Author(s) : Daniela Bergmann
Source : https://search.proquest.com/openview/c2f80ef83bfedcf5188fc1108ee1797a/1?pq-origsite=gscholar&cbl=1576347
A person’s decision to migrate is affected by various economic, political, and social factors not only in the country of origin (push factors), but also in the destination country (pull factors). More specifically, push factors are elements that cause people to leave their country of origin and pull factors attract migrants to the destination country. Push factors can include lack of economic opportunities (unemployment and low wages), political instability, natural disasters, and violence. On the other hand, pull factors can include the proximity between two countries as well as economic opportunities, social networks, and a liberal reputation. The liberal reputation of the country of destination refers to the procedures governing the admission of foreigners, for example, visas. Governments of recipient countries restrict these policies with the aim of diminishing its attractiveness, and thus, the number of people who migrate.
In the paper “Comparing Immigration Policies: An Overview from the IMPALA Database,” Beine et al. present preliminary results from a database that compares immigration or admission policies for nine countries between 1999 and 2008. The countries under analysis are Australia, France, Germany, Luxembourg, the Netherlands, Spain, Switzerland, the United Kingdom, and the United States. Specifically, the authors analyzed the complexity and stringency of immigration regulations among different countries, looking across varying years and types of migration.
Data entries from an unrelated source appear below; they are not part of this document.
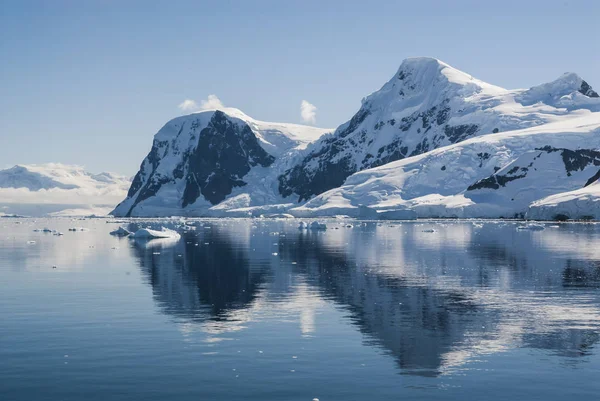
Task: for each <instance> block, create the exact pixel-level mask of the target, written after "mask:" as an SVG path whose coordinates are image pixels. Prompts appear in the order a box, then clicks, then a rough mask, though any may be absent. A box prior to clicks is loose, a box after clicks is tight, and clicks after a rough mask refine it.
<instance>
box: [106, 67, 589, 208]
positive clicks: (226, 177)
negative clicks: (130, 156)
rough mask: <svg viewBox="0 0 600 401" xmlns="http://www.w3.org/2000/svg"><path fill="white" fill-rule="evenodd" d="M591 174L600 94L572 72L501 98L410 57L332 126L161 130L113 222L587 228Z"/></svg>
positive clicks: (242, 126)
mask: <svg viewBox="0 0 600 401" xmlns="http://www.w3.org/2000/svg"><path fill="white" fill-rule="evenodd" d="M599 177H600V97H599V96H598V93H596V92H595V91H594V90H593V89H592V87H591V86H590V84H589V83H587V82H586V81H585V80H583V79H582V78H581V77H579V76H578V75H576V74H574V73H566V74H564V75H562V76H560V77H559V78H558V79H556V80H555V81H552V82H549V83H546V84H542V85H538V86H534V87H532V88H530V89H517V90H507V89H503V88H500V87H497V86H494V85H490V84H488V83H485V82H483V81H480V80H478V79H476V78H473V77H472V76H471V75H469V74H466V73H464V72H462V71H459V70H457V69H455V68H453V67H451V66H449V65H447V64H445V63H443V62H441V61H439V60H436V59H433V58H412V59H407V60H405V61H404V62H403V63H402V65H401V66H400V68H399V70H398V72H397V73H396V74H394V76H393V77H392V78H391V79H390V80H389V81H388V82H387V83H385V84H384V85H383V87H382V88H381V89H380V90H378V91H377V92H374V93H372V94H370V95H369V96H367V97H365V98H364V99H363V101H362V106H361V108H360V109H359V110H358V112H357V113H356V114H355V115H354V116H353V117H352V119H350V121H348V122H346V123H344V124H342V125H341V126H339V127H338V128H337V129H335V130H325V129H318V128H313V127H306V126H300V125H293V124H280V123H267V122H261V121H256V120H254V119H252V118H251V117H249V116H247V115H245V114H244V113H242V112H241V111H239V110H237V109H230V108H224V109H220V110H208V111H202V112H199V113H194V114H191V115H187V116H183V117H178V118H176V119H174V120H172V121H170V122H168V123H167V124H166V125H165V126H164V127H163V128H162V129H161V130H160V131H159V132H158V133H157V134H156V135H155V137H154V142H153V146H152V150H151V151H150V153H149V154H148V156H147V157H146V158H145V159H144V161H143V162H142V164H141V166H140V170H139V172H138V173H137V175H136V176H135V178H134V180H133V183H132V185H131V187H130V188H129V191H128V193H127V197H126V198H125V199H124V200H123V201H122V202H121V203H120V204H119V205H118V206H117V207H116V208H115V210H114V211H113V212H112V213H113V214H114V215H116V216H171V215H184V216H258V215H279V214H282V213H287V214H290V215H293V216H302V217H304V216H306V217H313V216H331V215H340V214H342V215H349V216H370V217H372V218H377V217H384V216H387V217H390V216H396V217H398V216H403V217H489V218H496V217H522V216H527V215H529V216H535V217H536V218H582V217H583V218H591V217H590V216H592V217H600V207H597V206H595V205H596V204H598V202H595V199H596V198H598V199H600V198H599V197H598V196H597V195H598V194H600V191H597V190H596V188H598V187H600V185H595V182H596V181H597V180H598V178H599ZM582 188H588V189H586V190H584V191H581V190H582ZM573 191H574V192H573ZM578 191H579V192H578ZM560 194H569V195H568V196H566V195H565V196H560ZM581 196H585V199H586V200H588V201H586V202H583V203H582V202H579V201H578V199H579V198H578V197H581ZM590 199H591V200H590ZM565 202H567V203H569V204H570V205H569V204H565ZM573 205H576V206H573ZM582 205H585V206H582ZM582 207H583V208H582ZM596 209H598V210H596Z"/></svg>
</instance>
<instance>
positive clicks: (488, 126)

The IMPALA (International Migration Law and Policy Analysis) database is a collaborative approach to classify, measure, and compare immigration policies related to citizenship acquisition and to economic, family, humanitarian/asylum, and student migration. Before the creation of the IMPALA database, there was no comparable or reliable database on immigration regulations. In this sense, the IMPALA database enables researches and policymakers to assess the trends, restrictiveness, and effects of immigration regulations across countries, years, and immigration issues.